The list of departed officials arguably speaks more to the self-serving interests of Trump rather than a decisiveness in the president’s leadership. Claims of “accountability” cease to resonate when leadership is merely shifting negative outcomes or failures of policy to those on the lower end of the totem pole. Lay-blame seems to be the name of the game. Some responsibility always lies with the executor, but isn’t it the brass that sets the tone for what their underlings are meant to achieve? President Trump may be channeling his inner Pontius Pilate by distancing himself from the shortcomings of his administration with an easily replaceable scapegoat. Or he may be doing what he thinks is right. Either way, the optics are terrible.
Terrible for his own legacy, the future of the Republican Party, and the relationship between institutions of government and the Americans they are meant to serve. According to recent polling, Trump’s net approval rating is -20, while similar polling stated Trump approval rating “had fallen to a new low, highlighting sustained erosion within the millennial electorate.” Clearly the president’s popularity has taken a turn for the worse, and it’d be foolish to say that his administration’s unpopular ICE crackdowns, handling of the Epstein files, or military conflict in Iran haven’t contributed to this fact. There’s rarely a need to shoot (or fire) the messenger when they’re merely the bearer of bad news. Beyond Trump’s own page in U.S. history books, how can voters continue to back future Republican presidential tickets when the campaign promises they were sold amount to little because of constant Cabinet or appointment turnover?

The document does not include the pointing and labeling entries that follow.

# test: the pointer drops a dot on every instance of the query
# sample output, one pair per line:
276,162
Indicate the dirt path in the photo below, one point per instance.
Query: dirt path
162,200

The wheels of Congress already turn slowly. Sometimes it seems they don’t turn at all. Regardless of how quickly they’re disposed of, Cabinet Secretaries and other high-level appointees require Senatorial confirmation, consuming time that could be better spent passing meaningful legislation, while all at the expense of taxpayer dollars. Furthermore, public trust in government is already nearing unprecedented lows. December 2025 polling from the Pew Research Center found that only 9% of Democrats and only 26% of Republicans, or Republican-leaning independents, trust the federal government. Such rampant turnover rates can only exacerbate this public mistrust, as “public trust in government is shaped less by policy alone and more by perceptions of fairness, stability and independence of institutions.”
Conservatives are justified in demanding accountability throughout all branches of government, but that doesn’t mean they should lose sight of the fact that enacting long-lasting reform requires institutional stability. Nor can Trump, or any other potential Republican Commander-In-Chief, hope to advance the policies and agenda they were elected on, while firing the arbiters of their will whenever it is politically convenient. Every household occasionally cleans out their medicine cabinet, sweeping out expired prescriptions and outdated products. Out with the old and in with the new. But if you find yourself emptying your medicine cabinet every few months, the issue may not be the medicine alone.